An exception will be raised if any of the downstream layers is not in support of masking but still receiving an input mask.
Example
Let x be the numpy data array of shape (samples, timesteps, features), which will be fed to the LSTM layer. Now suppose that you are willing to mask #0 at timestep #3, and sample #2 at timestep #5, as you lacking with features for these sample timesteps then you can do the followings:
- set x[0, 3, :]=0 and x[2, 5, :]=0.
- To insert a masking layer before the LSTM layer, use mask_value=0.
Arguments
- mask_value: It can be either none or skipped.
SpatialDropout1D
It is a spatial dropout 1D version that performs the same function as that of the dropout, but it does not drop an individual element, rather then it drops the entire 1D feature map. When the contiguous frames are strongly linked in the feature map the same as it is carried out in the convolution layers, then, in that case, the activations are not going to be regularized by the regular dropout but will end up reducing the effective learning rate. In this particular case, it will help in promoting independence between feature maps and will be used instead.
Arguments
- rate: It is a float between 0 and 1. Fractions of the input units to drop.
Input shape
It is a 3D tensor of shape (samples, timesteps, channels)
Output shape
The output shape is similar to the input shape.
SpatialDropout2D
It is a spatial dropout 2D version. It also performs similar functions as that of the dropout; however, it drops the whole 2D feature maps rather than an individual element. If the adjacent frames are strongly correlated in the feature map like it is done in the convolution layers, then the activations will not be regularized by the regular dropout, and will otherwise reduce the effective learning rate. In this case, it promotes independence between feature maps and is used instead.
Arguments
- rate: It is the float between 0 and 1. A fraction of input units to drop.
- data_format: It is in either mode, i.e. ‘channels_first’ or ‘channels_last’. If it is in channels_first mode, then the depth is meant to be at index 1, else in case of channels_last, it is at index 3. It defaults to the image_data_format value that is found in Keras config at ~/.keras/keras.json. If you cannot find it in that folder, then it is residing at “channels_last”.
Input shape
If data_format=’channels_first’, then the 4D tensor will be of shape (samples, channels, rows, cols) else, if it data_format=‘channels_last’, then the 4D tensor will be of shape (samples, rows, cols, channels).
Output shape
The output shape is similar to the input shape.
SpatialDropout3D
It is a spatial dropout 3D version that performs similar functions as that of dropout, but it drops complete 3D feature maps instead of any particular element. The regular dropout will not regularize the activations if adjacent voxels residing in the feature maps are strongly correlated just like in convolution layers and will otherwise decrease the effective learning rate. It also supports independence between feature maps.
Arguments
- rate: It is a float between 0 and. Fractions of input units to drop.

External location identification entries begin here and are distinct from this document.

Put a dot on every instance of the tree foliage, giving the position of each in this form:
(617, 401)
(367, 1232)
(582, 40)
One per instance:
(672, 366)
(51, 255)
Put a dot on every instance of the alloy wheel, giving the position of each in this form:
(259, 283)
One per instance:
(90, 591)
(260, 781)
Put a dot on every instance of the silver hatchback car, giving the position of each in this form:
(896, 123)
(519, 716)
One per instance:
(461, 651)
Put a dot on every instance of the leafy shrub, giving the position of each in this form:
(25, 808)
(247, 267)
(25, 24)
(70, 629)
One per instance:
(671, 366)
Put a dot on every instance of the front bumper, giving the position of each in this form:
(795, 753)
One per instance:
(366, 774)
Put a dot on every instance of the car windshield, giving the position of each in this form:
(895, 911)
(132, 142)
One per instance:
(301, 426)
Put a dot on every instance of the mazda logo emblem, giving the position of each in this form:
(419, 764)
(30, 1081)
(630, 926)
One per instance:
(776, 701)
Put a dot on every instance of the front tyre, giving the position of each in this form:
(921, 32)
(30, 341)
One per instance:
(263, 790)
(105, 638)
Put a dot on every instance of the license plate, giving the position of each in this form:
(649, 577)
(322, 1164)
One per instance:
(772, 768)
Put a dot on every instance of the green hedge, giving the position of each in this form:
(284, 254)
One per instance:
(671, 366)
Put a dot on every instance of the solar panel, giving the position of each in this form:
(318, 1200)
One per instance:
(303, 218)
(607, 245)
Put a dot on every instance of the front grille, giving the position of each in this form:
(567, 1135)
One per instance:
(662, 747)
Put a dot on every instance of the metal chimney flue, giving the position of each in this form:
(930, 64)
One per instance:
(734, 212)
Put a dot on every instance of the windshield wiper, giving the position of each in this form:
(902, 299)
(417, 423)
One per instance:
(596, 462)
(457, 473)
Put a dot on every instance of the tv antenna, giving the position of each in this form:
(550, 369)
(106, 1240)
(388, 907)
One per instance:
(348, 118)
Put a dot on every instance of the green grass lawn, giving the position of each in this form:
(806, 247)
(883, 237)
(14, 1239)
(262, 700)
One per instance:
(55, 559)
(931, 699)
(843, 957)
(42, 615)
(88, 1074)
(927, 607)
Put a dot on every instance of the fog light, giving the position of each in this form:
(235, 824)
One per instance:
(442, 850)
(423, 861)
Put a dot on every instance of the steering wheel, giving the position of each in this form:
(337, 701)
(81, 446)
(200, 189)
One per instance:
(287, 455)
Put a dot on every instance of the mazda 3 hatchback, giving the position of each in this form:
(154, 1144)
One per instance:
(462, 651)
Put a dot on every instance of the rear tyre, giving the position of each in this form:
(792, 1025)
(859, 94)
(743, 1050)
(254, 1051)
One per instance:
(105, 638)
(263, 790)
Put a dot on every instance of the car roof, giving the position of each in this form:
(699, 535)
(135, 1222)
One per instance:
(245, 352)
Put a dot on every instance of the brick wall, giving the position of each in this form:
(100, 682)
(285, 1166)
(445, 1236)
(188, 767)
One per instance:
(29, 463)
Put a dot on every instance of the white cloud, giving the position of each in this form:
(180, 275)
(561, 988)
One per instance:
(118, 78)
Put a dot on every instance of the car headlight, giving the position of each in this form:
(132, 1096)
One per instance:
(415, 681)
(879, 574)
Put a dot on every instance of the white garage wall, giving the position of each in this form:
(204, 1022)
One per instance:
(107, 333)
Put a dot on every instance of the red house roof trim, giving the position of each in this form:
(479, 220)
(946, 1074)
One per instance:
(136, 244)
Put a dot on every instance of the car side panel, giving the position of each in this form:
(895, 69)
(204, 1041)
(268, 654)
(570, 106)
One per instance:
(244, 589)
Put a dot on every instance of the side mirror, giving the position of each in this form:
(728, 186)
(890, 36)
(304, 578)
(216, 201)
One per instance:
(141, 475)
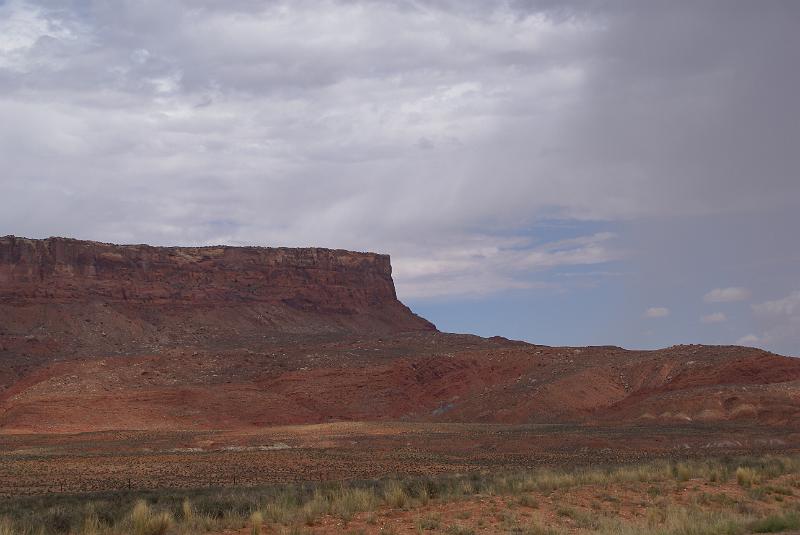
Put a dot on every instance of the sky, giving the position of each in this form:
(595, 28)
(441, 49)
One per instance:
(567, 173)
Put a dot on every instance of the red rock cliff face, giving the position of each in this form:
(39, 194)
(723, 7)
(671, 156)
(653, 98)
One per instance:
(124, 293)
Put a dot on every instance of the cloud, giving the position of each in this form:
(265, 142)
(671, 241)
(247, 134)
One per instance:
(748, 340)
(787, 306)
(449, 134)
(656, 312)
(727, 295)
(779, 320)
(482, 265)
(715, 317)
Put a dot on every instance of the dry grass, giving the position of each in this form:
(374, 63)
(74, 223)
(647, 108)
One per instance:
(297, 508)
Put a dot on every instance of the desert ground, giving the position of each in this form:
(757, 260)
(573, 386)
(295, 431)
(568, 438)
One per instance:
(176, 391)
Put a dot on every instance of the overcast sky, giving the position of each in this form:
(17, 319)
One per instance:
(565, 173)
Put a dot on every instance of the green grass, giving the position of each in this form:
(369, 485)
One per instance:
(776, 523)
(292, 508)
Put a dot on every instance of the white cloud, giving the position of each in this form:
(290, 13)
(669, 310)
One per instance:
(656, 312)
(480, 265)
(727, 295)
(747, 340)
(780, 322)
(787, 306)
(715, 317)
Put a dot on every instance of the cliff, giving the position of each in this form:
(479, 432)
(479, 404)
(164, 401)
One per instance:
(98, 296)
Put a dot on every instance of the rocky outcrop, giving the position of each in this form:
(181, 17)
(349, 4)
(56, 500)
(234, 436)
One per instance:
(99, 297)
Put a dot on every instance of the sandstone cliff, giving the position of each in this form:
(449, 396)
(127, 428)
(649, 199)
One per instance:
(67, 296)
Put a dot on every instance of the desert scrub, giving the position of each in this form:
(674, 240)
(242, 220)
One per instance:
(144, 521)
(429, 523)
(256, 520)
(349, 501)
(747, 477)
(394, 495)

- data_format: It comes with two modes, i.e. ‘channels_first’ or ‘channels_last’, such that the channels dimension in ‘channels_first’ is at index 1 and in case of ‘channels_last’, it is at index 4. It defaults to the image_data_format value that is found in Keras config at ~/.keras/keras.json. If you cannot find it in that folder, then it is residing at “channels_last”.
Input shape
The shape of a 5D tensor is: (samples, channels, dim1, dim2, dim3) if data_format=‘channels_first’, else (samples, dim1, dim2, dim3, channels) if data_format=‘channels_last’.
Output shape
The output shape is the same as that of the input shape.